Cabo Delgado: Governo desmente rumores de “magia negra” e atribui agitação a pânico social colectivo

Segundo o Serviço Provincial de Saúde, os incidentes registados desde 20 de Abril terão contribuído para um ambiente de medo generalizado em comunidades de Mocímboa da Praia, Ancuabe, Montepuez e Metuge. As autoridades referem que a propagação de rumores tem gerado comportamentos de massa e episódios de desordem pública. Este cenário está a ser acompanhado por equipas de saúde e segurança, numa tentativa de estabilizar a situação. A origem das narrativas não foi confirmada por qualquer evidência científica ou médica.
“Os casos foram registados nos distritos de Mocímboa da Praia, Ancuabe, Montepuez e Metuge”, afirmou Edson Fernando, director do Serviço Provincial de Saúde em Cabo Delgado, referindo-se ao impacto dos boatos na ordem pública. O responsável indicou ainda que a situação já terá resultado em cinco mortes, associadas a episódios de violência e tumultos. A Polícia da República de Moçambique reforça que está a actuar no terreno para conter novos incidentes. As autoridades apelam à calma e à verificação da informação antes da sua partilha.
O comandante provincial da PRM, Assane Nyito, informou que já foram instaurados nove processos-crime e identificados 25 suspeitos ligados aos distúrbios, num total de 16 escaramuças registadas.

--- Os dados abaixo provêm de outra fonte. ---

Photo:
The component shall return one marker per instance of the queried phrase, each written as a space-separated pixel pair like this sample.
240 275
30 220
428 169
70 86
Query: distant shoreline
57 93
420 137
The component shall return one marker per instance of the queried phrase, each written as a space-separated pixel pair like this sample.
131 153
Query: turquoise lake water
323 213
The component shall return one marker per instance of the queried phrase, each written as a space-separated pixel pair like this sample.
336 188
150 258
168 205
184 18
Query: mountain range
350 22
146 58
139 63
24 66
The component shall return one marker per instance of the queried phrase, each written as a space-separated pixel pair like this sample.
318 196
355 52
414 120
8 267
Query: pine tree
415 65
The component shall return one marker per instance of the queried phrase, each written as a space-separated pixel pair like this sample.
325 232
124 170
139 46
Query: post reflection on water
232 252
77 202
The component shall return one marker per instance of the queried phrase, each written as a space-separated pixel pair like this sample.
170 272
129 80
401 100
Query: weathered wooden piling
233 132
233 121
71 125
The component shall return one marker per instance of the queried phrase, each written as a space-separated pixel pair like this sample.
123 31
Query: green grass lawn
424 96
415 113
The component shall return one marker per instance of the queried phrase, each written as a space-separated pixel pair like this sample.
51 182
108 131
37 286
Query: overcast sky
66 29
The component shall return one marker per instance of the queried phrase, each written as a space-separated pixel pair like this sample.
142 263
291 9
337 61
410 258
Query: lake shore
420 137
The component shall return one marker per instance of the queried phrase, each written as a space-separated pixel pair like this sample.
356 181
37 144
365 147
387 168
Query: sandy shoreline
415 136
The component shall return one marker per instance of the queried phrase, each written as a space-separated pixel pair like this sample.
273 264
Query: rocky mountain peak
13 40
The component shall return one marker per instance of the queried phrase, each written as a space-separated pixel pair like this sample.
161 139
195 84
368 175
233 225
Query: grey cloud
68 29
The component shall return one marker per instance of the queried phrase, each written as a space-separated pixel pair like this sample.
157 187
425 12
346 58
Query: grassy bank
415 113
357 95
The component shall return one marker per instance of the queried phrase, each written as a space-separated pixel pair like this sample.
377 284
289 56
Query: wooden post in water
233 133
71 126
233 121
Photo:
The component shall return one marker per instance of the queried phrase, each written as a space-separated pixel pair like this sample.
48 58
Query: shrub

O responsável sublinhou que a disseminação de boatos tem tido impacto directo na vida social, incluindo o sector da educação, onde se regista absentismo escolar devido ao medo nas comunidades. Em Cabo Delgado, província já marcada por desafios de segurança, este tipo de fenómenos agrava a fragilidade social existente.
A evolução da situação depende agora da capacidade das autoridades em travar a propagação de desinformação e restaurar a confiança nas comunidades locais. A curto prazo, o foco está na estabilização da ordem pública e na prevenção de novos episódios de violência associados a rumores. A médio prazo, especialistas apontam para a necessidade de reforço da literacia informativa e comunicação comunitária. O caso evidencia como o pânico colectivo pode gerar impactos reais na segurança e no funcionamento das instituições sociais.